If one set appears on polling day, the other will be ready to hit the booths within half an hour, or so they say.
The folk telling the yarn have even come up with a suitably melodramatic name for the whole exercise: shooting the hostages.
For all the Prime Minister’s talk of most exciting times, the government’s campaign has failed to engage the electorate’s imagination. Bill Shorten’s attempts to sound like a statesman have come across more like initial sessions with an autocue. He’s got the words out without any eye flicker, but barely managed any modulation in his voice as he has been too engaged in the effort of everything else. What he has said doesn’t bear too close an examination, either. Much of it has either been platitudes or porkies of “the dog eat my homework” standard.

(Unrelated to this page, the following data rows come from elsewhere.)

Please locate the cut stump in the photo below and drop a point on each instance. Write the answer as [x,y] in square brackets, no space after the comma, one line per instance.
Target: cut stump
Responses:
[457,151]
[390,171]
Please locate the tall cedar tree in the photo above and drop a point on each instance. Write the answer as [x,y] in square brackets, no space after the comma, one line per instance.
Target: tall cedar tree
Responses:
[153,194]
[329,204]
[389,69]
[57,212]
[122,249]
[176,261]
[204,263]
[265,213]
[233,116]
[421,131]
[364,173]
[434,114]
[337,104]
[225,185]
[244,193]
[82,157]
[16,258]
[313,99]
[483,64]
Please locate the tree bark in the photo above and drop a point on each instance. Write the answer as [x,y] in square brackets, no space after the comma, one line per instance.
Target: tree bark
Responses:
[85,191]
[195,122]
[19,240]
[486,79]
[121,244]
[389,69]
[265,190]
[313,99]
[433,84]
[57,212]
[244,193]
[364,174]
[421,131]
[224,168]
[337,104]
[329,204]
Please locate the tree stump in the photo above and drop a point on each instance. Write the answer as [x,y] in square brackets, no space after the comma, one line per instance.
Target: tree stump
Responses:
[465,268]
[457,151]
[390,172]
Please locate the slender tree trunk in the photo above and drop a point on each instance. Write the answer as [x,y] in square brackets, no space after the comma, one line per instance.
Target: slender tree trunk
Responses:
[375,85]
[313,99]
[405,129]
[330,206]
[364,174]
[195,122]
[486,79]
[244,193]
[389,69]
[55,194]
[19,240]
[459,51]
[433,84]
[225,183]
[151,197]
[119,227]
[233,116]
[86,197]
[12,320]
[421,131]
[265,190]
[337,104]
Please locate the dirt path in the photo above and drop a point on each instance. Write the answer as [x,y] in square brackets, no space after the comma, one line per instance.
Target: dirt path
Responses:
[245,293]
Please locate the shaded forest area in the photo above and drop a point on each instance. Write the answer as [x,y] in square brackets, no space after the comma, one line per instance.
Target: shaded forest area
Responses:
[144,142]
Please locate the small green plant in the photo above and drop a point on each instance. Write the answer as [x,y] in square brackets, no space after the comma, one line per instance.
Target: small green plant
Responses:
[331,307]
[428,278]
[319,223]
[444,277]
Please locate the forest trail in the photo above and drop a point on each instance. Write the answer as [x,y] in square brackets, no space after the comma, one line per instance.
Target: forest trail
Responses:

Both parties are bracing for a backlash. A backlash of a most extraordinary kind. The Coalition is terrified Tony Windsor and Rob Oakeshott will be rehabilitated. That’s two seats down.
Labor is terrified of the Furry Friends. One Green in the lower house is a novelty. Two starts to set a pattern. Three doesn’t bear thinking about.
And then there’s South Australia, where the mood of the electorate is as rational as the economic policies its state governments have pursued for the past half-century.
Some of the opposition leader’s inner circle may have already privately conceded defeat and decided to position themselves early before the recriminations begin. But there is no certainty for the government, despite displays of quiet confidence.
A hung parliament remains a real possibility. Shooting the hostages might be the only comfort the major parties have.